O'BRIEN: The NTSB, throughout its history, has looked at aviation accidents and attempted to find the problems that that led to it and make safety recommendations, leading to changes in the way airplanes are designed, the way flight crews are trained, the way air traffic control does its job.

There is no finish line for safety. It's not as if we will wake up one day and say, okay, we have now solved that problem. Safety is an ongoing effort that everybody in the industry has to take on board -- the manufacturers, the airlines, the flight crews, air traffic control.

SULLENBERGER: This is a reminder that in spite of how safe aviation has become, we still have a lot of work to do, and that's going to require more staffing and more money and more focus.

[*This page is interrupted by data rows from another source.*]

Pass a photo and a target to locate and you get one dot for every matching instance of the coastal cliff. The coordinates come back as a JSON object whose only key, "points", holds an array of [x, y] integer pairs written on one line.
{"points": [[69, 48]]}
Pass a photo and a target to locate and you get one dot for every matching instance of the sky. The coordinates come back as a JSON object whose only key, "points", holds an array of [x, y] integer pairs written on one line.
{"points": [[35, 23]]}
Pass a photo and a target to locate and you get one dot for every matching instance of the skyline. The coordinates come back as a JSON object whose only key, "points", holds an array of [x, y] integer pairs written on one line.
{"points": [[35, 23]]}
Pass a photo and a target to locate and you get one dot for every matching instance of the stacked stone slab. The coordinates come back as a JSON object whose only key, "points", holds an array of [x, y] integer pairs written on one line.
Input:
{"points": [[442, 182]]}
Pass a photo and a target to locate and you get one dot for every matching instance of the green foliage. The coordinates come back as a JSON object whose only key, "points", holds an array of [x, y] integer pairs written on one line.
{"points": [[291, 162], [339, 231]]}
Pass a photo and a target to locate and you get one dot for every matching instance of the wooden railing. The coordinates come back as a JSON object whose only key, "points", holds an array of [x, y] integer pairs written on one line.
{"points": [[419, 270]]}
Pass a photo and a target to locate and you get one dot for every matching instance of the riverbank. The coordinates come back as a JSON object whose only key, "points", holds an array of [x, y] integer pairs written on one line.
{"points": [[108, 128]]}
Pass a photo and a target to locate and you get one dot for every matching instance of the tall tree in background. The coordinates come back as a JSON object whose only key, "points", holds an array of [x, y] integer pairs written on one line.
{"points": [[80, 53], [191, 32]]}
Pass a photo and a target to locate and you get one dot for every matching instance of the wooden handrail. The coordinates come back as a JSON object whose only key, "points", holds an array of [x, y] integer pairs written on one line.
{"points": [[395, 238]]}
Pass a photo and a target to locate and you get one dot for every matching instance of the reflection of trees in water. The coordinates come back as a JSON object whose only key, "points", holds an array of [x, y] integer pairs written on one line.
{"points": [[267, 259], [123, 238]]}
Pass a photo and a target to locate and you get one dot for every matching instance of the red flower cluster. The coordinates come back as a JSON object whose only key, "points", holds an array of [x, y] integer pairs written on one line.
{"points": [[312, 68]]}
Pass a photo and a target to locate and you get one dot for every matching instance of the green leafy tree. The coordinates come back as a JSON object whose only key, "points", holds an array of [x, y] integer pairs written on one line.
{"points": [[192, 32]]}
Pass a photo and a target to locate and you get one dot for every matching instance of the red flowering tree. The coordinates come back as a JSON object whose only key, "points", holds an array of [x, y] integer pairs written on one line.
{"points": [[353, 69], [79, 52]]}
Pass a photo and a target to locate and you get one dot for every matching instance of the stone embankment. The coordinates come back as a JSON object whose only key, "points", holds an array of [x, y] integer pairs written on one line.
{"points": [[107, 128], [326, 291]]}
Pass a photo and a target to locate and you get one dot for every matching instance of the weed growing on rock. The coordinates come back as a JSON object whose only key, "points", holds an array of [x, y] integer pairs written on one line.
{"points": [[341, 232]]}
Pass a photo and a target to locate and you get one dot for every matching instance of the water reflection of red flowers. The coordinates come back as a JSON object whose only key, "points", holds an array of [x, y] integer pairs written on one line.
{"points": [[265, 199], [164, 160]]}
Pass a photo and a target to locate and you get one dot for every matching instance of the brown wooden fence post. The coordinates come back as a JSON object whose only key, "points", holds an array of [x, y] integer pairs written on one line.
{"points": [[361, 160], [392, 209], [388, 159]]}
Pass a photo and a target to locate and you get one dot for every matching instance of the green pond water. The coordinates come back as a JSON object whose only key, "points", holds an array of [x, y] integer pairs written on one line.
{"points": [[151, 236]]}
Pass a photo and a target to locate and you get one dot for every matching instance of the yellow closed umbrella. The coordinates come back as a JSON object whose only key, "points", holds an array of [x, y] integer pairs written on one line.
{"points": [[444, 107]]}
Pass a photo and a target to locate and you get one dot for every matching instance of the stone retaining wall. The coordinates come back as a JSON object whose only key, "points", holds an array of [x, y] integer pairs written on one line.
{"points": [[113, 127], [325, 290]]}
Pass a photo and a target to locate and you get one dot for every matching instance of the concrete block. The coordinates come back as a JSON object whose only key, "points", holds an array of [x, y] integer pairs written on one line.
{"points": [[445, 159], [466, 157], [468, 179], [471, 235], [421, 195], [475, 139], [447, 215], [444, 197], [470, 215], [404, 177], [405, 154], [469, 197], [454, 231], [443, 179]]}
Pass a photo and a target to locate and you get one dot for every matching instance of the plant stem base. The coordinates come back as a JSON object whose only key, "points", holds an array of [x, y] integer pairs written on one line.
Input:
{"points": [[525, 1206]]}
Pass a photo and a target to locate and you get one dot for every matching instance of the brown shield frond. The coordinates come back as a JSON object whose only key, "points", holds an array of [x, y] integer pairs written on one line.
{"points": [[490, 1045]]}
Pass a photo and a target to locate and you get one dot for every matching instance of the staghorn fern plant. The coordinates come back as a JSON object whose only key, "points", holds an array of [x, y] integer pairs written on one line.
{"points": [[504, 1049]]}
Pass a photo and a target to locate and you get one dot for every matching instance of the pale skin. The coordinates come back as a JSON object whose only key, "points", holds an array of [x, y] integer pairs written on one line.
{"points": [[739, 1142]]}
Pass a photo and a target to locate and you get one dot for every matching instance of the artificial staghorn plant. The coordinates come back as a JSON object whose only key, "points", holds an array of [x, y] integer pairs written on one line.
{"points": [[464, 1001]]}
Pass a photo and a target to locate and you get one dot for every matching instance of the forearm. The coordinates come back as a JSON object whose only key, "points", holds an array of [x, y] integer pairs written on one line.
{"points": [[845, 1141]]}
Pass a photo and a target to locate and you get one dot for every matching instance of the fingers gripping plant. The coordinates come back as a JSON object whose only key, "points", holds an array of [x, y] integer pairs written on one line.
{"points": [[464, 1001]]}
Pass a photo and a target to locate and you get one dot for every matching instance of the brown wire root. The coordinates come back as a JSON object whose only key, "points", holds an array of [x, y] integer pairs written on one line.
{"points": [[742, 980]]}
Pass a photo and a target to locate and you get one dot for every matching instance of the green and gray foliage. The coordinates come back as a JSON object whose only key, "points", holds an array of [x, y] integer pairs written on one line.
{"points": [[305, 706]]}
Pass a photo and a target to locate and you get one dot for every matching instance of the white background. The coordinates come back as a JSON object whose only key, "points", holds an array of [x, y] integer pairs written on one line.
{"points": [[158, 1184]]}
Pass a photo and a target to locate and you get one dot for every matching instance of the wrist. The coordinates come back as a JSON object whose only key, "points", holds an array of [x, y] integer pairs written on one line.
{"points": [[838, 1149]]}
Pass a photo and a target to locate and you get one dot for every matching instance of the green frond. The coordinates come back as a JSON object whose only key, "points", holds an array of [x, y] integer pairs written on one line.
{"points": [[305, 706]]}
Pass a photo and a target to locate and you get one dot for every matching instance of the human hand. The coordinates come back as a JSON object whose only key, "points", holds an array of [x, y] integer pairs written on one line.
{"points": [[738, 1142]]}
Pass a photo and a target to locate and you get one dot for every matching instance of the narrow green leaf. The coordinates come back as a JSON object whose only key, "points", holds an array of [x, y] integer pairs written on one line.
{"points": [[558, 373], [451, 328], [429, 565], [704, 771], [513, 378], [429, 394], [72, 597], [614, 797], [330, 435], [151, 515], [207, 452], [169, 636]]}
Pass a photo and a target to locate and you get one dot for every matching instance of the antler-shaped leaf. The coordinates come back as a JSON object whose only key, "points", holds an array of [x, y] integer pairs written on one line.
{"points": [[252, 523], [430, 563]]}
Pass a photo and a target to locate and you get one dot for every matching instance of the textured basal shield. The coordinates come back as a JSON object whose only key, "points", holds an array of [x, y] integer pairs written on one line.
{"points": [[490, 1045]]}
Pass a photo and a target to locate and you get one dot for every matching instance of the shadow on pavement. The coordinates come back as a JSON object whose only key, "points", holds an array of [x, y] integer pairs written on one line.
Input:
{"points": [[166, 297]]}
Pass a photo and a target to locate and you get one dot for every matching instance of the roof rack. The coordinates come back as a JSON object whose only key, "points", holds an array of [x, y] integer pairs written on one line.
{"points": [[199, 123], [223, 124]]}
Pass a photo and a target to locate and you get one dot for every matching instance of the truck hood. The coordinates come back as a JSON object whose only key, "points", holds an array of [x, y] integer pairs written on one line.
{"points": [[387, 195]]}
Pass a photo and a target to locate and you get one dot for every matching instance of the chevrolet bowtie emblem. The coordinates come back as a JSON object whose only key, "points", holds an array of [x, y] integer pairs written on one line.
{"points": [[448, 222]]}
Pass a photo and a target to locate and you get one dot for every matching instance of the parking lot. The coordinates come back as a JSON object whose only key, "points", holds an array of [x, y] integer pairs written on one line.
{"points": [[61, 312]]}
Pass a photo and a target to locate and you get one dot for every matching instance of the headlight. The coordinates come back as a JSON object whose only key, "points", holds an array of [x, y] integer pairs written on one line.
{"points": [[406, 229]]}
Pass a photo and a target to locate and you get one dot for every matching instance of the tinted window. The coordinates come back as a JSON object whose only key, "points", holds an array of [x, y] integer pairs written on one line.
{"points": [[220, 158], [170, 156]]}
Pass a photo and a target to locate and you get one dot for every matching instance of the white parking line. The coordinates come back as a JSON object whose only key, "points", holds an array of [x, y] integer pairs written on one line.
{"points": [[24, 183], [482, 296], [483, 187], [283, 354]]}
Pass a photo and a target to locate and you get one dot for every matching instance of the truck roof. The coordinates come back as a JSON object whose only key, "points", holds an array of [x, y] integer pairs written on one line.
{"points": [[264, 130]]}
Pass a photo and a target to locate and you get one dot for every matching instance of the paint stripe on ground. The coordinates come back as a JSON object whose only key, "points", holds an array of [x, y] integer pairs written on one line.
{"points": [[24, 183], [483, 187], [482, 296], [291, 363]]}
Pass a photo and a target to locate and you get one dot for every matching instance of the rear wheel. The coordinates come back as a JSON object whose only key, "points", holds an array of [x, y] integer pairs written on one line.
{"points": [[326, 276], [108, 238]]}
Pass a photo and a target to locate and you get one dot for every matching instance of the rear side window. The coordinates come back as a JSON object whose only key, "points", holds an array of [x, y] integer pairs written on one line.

SCHIAVO: You know, over the years with all the accidents I've worked and I've worked many, families of those who are lost in crashes, almost without exception, say the same thing. They say, you know, the one thing that keeps me going is knowing that perhaps my loved one did not die in vain, that maybe change will occur. So, it makes it safer for other people. That's the one thing they always want.

COOPER (voice over): We leave you tonight with some of the names and faces of those who died in the crash in Washington on Wednesday.